The batch size I have to use (I cannot change that) is 50.

My question is, when reshaping a tensor so as to fit my model, shouldnt I take the original dimensions into account ? By dividing the train dataset into batches of 50, I will surely put data that belongs to the same observation into different batches, simply because 50 is not divisible by 4 exactly.

My network architecture is this:

class NeuralNetwork(nn.Module):

    def __init__(self):
        super(NeuralNetwork, self).__init__()
        self.hidden1 = torch.nn.Linear(50, 25) # hidden layer
        self.hidden2 = torch.nn.Linear(25, 25) # hidden layer
        self.out = torch.nn.Linear(25, 1)      # output layer

    def forward(self, x):
        z = F.relu(self.hidden1(x)) # activation function for first hidden layer
        z = F.relu(self.hidden2(z)) # activation function for second hidden layer
        z = self.out(z)             # linear output
        return z

Im the first layer takes 50 as input because the batch size is 50, the output layer outputs 1 because im doing regression. The in-between I chose 25 because I read that a good number is the median between the input and output.

This problem came to be because I tried training the model with the data as is and I got this error:

mat1 and mat2 shapes cannot be multiplied (50x4 and 50x25)

I know that by changing the layers to output 4 it will be solved but Im wondering if its better to just reshape the data to (50, 25) instead.

ptrblck · December 30, 2021, 2:38am

This seems to be wrong, since the layer dimensions are not depending on the batch size.
You should defined the layers using their expected input features, not the number of samples they would see during training/inference.
Based on your initial description you are dealing with 1827 samples where each sample has 4 features. If that’s the case, use self.hidden1 = torch.nn.Linear(4, 25) and let the DataLoader create the batches each with a shape of [50, 4] (except the last one which might be smaller).

elemeo · December 30, 2021, 9:42am

Alright so first hidden layer is based on the input features, however how was the 25 chosen ? Also, since the first layer outputs a shape of 25 then the second layer will have an input of 25 with what output ?

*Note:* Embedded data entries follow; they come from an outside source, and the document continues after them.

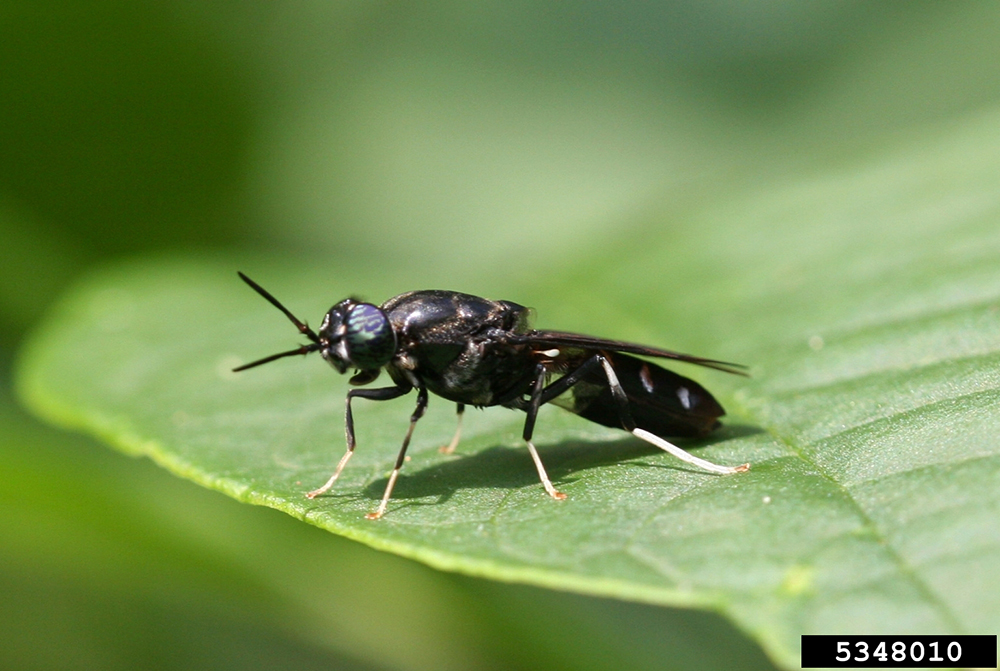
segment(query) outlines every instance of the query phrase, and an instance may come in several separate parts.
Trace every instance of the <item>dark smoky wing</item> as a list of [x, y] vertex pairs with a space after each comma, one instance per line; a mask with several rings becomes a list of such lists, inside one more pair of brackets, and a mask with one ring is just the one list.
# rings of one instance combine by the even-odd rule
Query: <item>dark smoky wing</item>
[[[718, 401], [694, 380], [627, 354], [604, 354], [625, 391], [632, 419], [641, 429], [664, 437], [696, 438], [712, 431], [725, 414]], [[554, 403], [592, 422], [622, 428], [603, 369], [586, 375]]]
[[706, 359], [700, 356], [682, 354], [668, 349], [649, 347], [648, 345], [638, 345], [636, 343], [625, 342], [623, 340], [607, 340], [595, 338], [593, 336], [580, 333], [566, 333], [564, 331], [529, 331], [521, 336], [509, 338], [510, 342], [526, 343], [532, 346], [543, 348], [568, 347], [572, 349], [596, 350], [604, 352], [625, 352], [628, 354], [639, 354], [641, 356], [651, 356], [660, 359], [673, 359], [693, 363], [706, 368], [714, 368], [725, 373], [746, 376], [746, 366], [728, 361], [717, 361], [716, 359]]

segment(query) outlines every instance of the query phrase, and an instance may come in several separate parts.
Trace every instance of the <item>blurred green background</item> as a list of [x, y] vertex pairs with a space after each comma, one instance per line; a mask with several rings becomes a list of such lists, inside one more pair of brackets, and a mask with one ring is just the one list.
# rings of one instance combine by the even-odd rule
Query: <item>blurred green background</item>
[[712, 614], [437, 573], [46, 428], [19, 343], [139, 255], [572, 291], [687, 204], [994, 106], [998, 29], [962, 2], [0, 3], [0, 664], [768, 668]]

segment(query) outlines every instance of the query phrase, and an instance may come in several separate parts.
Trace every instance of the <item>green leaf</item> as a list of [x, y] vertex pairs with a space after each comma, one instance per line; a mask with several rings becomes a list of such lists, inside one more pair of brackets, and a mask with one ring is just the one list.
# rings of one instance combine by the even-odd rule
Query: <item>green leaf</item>
[[[730, 410], [688, 446], [749, 461], [745, 474], [696, 472], [546, 408], [537, 442], [569, 495], [555, 502], [522, 448], [523, 415], [469, 413], [444, 456], [453, 408], [432, 399], [389, 513], [371, 522], [410, 397], [357, 403], [356, 456], [308, 500], [344, 449], [346, 380], [318, 357], [231, 372], [297, 334], [228, 259], [91, 275], [29, 343], [20, 389], [55, 422], [431, 566], [715, 609], [787, 667], [803, 633], [994, 632], [998, 121], [969, 118], [842, 169], [747, 175], [743, 191], [634, 222], [556, 278], [490, 292], [534, 304], [541, 327], [751, 364], [750, 380], [682, 371]], [[355, 292], [419, 288], [391, 267], [239, 269], [314, 322]]]

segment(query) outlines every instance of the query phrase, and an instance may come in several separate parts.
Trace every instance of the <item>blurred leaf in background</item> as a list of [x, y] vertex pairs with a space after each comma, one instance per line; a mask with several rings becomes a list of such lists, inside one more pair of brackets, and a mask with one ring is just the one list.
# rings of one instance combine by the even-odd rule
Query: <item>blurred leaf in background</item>
[[[991, 249], [992, 182], [948, 200], [962, 173], [936, 171], [971, 165], [982, 179], [991, 165], [998, 23], [978, 3], [4, 3], [3, 386], [25, 334], [83, 271], [210, 251], [322, 266], [373, 298], [430, 286], [506, 296], [549, 325], [618, 322], [607, 335], [655, 342], [657, 318], [680, 311], [693, 323], [672, 324], [664, 344], [752, 353], [763, 386], [739, 405], [761, 411], [762, 396], [810, 382], [807, 359], [782, 368], [785, 345], [851, 323], [848, 303], [825, 297], [887, 282], [865, 294], [855, 323], [869, 324], [929, 296], [958, 305], [969, 286], [995, 298], [985, 260], [969, 266], [975, 282], [956, 274]], [[904, 220], [913, 241], [865, 227], [865, 198], [878, 201], [867, 184], [903, 184], [889, 192], [906, 202], [882, 202], [880, 216], [929, 217]], [[949, 204], [941, 218], [935, 193]], [[921, 195], [926, 207], [908, 210]], [[916, 238], [949, 221], [954, 262], [921, 266], [933, 244]], [[718, 259], [686, 276], [704, 227]], [[824, 286], [808, 256], [781, 262], [782, 246], [810, 245], [854, 260], [857, 285]], [[700, 288], [686, 299], [672, 286], [650, 306], [664, 249], [677, 251], [672, 277]], [[954, 281], [934, 294], [921, 267]], [[323, 289], [309, 295], [340, 297]], [[720, 314], [712, 296], [802, 313]], [[642, 319], [619, 319], [636, 309]], [[754, 338], [729, 337], [740, 329], [787, 329], [787, 342], [751, 351], [741, 343]], [[850, 370], [851, 343], [824, 335]], [[716, 616], [437, 574], [192, 491], [3, 398], [0, 580], [16, 598], [0, 616], [23, 643], [0, 649], [12, 668], [766, 664]], [[877, 414], [866, 407], [858, 421]], [[345, 613], [399, 617], [380, 629], [377, 615]], [[621, 629], [608, 635], [609, 623]]]

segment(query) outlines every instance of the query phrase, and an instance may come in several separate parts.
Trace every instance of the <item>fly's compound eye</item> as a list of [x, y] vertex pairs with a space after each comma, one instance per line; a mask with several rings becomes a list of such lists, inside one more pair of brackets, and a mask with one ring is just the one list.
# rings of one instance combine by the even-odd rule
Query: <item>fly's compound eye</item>
[[381, 368], [396, 353], [396, 333], [389, 318], [370, 303], [357, 303], [347, 313], [344, 341], [351, 363], [362, 370]]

Other than that which I understand I’m a bit confused with what happens to variable information when a batch splits an observation into multiple batches.

ptrblck · December 30, 2021, 9:47am

I’ve reused the out_features from your code snippet as you’ve picked this number of output features.

Yes, that’s correct. The number of output features again depends on your choice.

Most layers process the samples of a batch independently so you would only see the expected abs. error due to the limited numerical precision in their outputs. Exceptions are e.g. batchnorm layers, which calculate the stats to normalize the inputs from the entire batch.

elemeo · December 30, 2021, 9:51am

Alright perfect, that helped a lot, thank you!

Kling · January 4, 2022, 10:04am

I was doing that wrong thanks for the info i was looking for.